Capítulo 44 - Nós sempre teremos Paris
Eu nunca, em toda minha vida, tinha andado tanto. Meus pés pareciam a ponto de fazer bolhas por todo lado e eu estava tão cansada que queria me jogar na grama da primeira praça e ali ficar, por toda eternidade. Alexander, por sua vez, atlético como era, estava caminhando naturalmente, como se caminhar a droga de uma cidade inteira fosse sua rotina diária.
Eu não estava reclamando: longe de mim. Como poderia reclamar quando um de nossos primeiros roteiros foi a própria Torre Eiffel, bela e magnânima com vista para uma Paris ainda semiadormecida?
― Sorria, Katerine – Alex dizia e eu tentava me esconder das fotos.
― Alexander, eu tenho vergonha – reclamava.
― Não estou nem aí – ele reclamava de volta, se aproximando para uma selfie.
Estava tão frio e ele tão perto que eu perdia todos os motivos para reclamar, por mais que não fosse fã de fotos. Nós ficamos na torre tempo suficiente para que Alex ficasse satisfeito com a quantidade de fotos e para que eu ficasse satisfeita com a vista. Mentira, eu nunca ficaria satisfeita com a vista. Alex me apressou, todavia:
― Temos um monte de coisas para ver – ele disse, me puxando pela mão na direção do elevador para descida. – We'll always have Paris (nós sempre teremos Paris – uma menção ao filme Casablanca).
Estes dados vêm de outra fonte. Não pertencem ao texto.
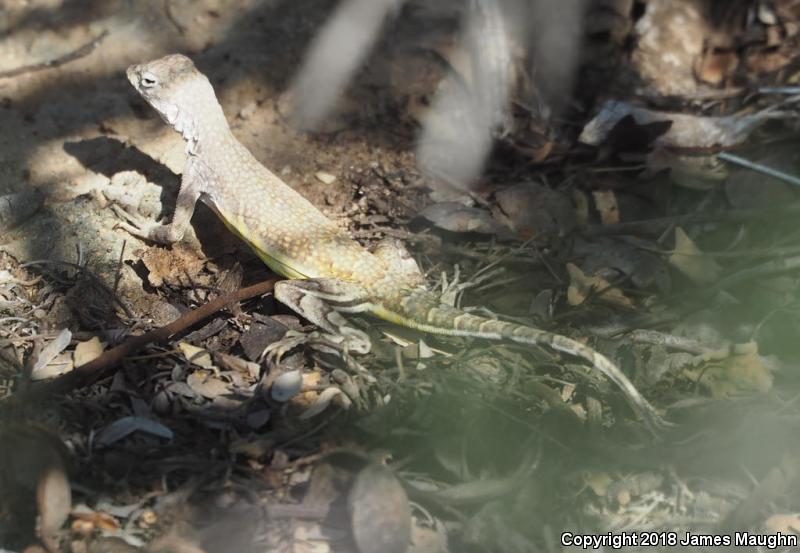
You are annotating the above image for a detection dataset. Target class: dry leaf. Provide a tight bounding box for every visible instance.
[299,386,350,420]
[583,472,613,497]
[669,227,720,284]
[31,328,72,380]
[72,336,105,367]
[186,371,231,399]
[592,190,619,225]
[580,100,785,149]
[419,202,507,234]
[314,171,336,184]
[687,343,772,397]
[567,263,633,307]
[178,342,214,369]
[347,463,411,553]
[647,148,729,190]
[764,513,800,534]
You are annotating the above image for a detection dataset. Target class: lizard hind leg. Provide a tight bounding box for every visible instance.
[275,278,372,354]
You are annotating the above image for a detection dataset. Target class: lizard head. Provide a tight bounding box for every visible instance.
[127,54,227,144]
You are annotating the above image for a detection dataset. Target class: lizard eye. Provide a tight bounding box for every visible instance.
[139,73,158,88]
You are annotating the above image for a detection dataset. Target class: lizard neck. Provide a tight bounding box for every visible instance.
[170,102,228,156]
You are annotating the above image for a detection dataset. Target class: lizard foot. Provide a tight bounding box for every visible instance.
[275,279,372,354]
[111,204,180,244]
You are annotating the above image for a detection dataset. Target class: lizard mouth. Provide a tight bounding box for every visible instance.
[125,65,142,92]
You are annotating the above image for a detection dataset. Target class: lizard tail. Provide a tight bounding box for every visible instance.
[374,291,671,433]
O mesmo processo se repetiu nos diversos pontos turísticos que visitamos: arco do triunfo, Notre-Dame, os jardins de Luxemburgo, o Panteão, a pirâmide do Louvre (mas não entramos, não havia tempo) e até na Sacre-Couer. Alex, apesar de já ter ido a Paris e de sempre consultar seu celular, nos fez fazer caminhos sem o menor sentido. Fomos e voltamos de Paris, a pé e de metrô umas duzentas vezes. Mas tudo valia a pena. Tudo valida muito a pena.
No meio da tarde, estávamos lá em cima da Sacre-Couer, olhando a vista da igreja. Por ser localizada em um bairro muito alto, era possível ver tudo lá de cima. O clima era incrível. Paris era incrível. Eu estava ligeiramente deslumbrada com tudo, mas Alexander estava distraído. Aparentemente também deslumbrado – estranhamente, parecia deslumbrado comigo. Comigo nas fotos do seu telefone, para ser mais exata.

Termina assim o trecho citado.